Dass es derzeit kaum einen Dirigenten gibt, der es besser versteht, vokale und instrumentale Stimmen zu einem organischen Ganzen zu verbinden als Philippe Herreweghe, belegte seine Aufführung der c-Moll-Messe Mozarts in Berlin. Er hat das Werk in letzter Zeit mehrfach mit „seinem“ Collegium Vocale Gent, aber mit unterschiedlichen Orchestern aufgeführt. Mit dem Rundfunk-Sinfonieorchester Berlin musizierte er nun die Fassung Robbins Landons, in der alle später eingefügten Ergänzungen dieses Fragments gestrichen sind.
Noch bevor im Kyrie das Collegium Vocale Gent einsetzte, flehte das Orchester eindringlich um Erbarmen. Dann meißelte der Chor sein „Kyrie eleison“ regelrecht in die Kirchenfassade ein. Katharina Konradi, die noch mehrfach Glanzpunkte in dieser Aufführung setzen sollte, ließ im „Christe eleison“ nicht allein innige Töne zu Gehör kommen, sondern ein Licht in die bis dahin so dunkel verschattete Musik strahlen.
Mit Jubel setzte das Gloria ein. Das Collegium Vocale Gent entfaltete seine ganze Pracht und Vielfalt, sang dabei immer lebendig und vermied auch in den monumentalen Abschnitten alle gewaltsame Übertreibung. Herb im Ton geriet das kurze und markige Gratias, stets gehorchte die Intonation dem Rhythmus der Sprache und dem Sinn des Textes. Im doppelchörigen Qui tollis setzten die Sänger und Sängerinnen zunächst schwere Akzente und klagten später, angeführt vom ersten Sopran, das „miserere“ im piano mit synkopischen Verschiebungen. Dabei gelang es, den schutzlos ausgelieferten Einzelnen innerhalb des Kollektivs um göttlichen Trost bitten zu lassen.
Archaisch, in Pfundnoten, erhob sich das Fugenthema im Cum Sancto spritu, das später im Eintonabstand enggeführt wurde. Auch hier vermochte das Collegium Vocale Gent, wie durchweg in der Aufführung, das Fortissimo vom Forte zu trennen.

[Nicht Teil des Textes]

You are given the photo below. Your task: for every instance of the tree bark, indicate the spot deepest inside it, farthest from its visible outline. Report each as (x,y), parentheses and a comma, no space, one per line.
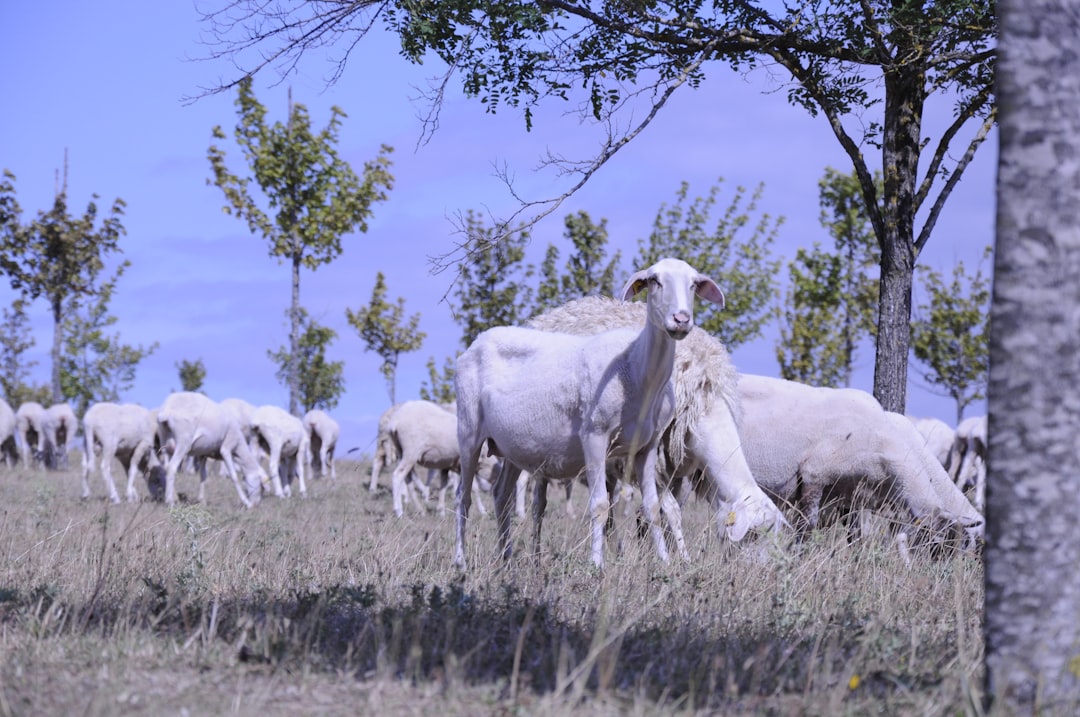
(1033,551)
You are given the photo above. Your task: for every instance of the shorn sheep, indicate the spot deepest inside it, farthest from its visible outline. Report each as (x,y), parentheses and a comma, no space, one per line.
(702,434)
(323,433)
(807,444)
(125,432)
(556,404)
(196,425)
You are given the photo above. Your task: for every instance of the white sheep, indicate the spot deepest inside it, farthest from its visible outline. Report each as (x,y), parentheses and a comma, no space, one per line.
(968,459)
(29,420)
(323,433)
(556,404)
(284,437)
(125,432)
(9,446)
(192,424)
(58,425)
(702,434)
(805,444)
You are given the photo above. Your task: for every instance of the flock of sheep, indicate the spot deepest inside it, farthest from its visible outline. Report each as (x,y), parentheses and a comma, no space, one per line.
(610,393)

In den arienhaften Sätzen des Glorias standen die Solisten und Solistinnen im Zentrum. Im Laudamus te entfaltete Eva Zaïcik ihre koloraturhaften Triller und Läufe in einem farbigen Timbre. Im Duett Domine Deus traten die Streicher des rsb zu den beiden Solistinnen hinzu und artikulierten schließlich in schöner Phrasierung aus den anfänglich eingestreuten Imitationen einen Doppelkanon. Niemand dürfte hier eine gelehrsame Barockisierung Mozarts vernommen haben, sondern dessen Aneignung älterer Komponierweisen.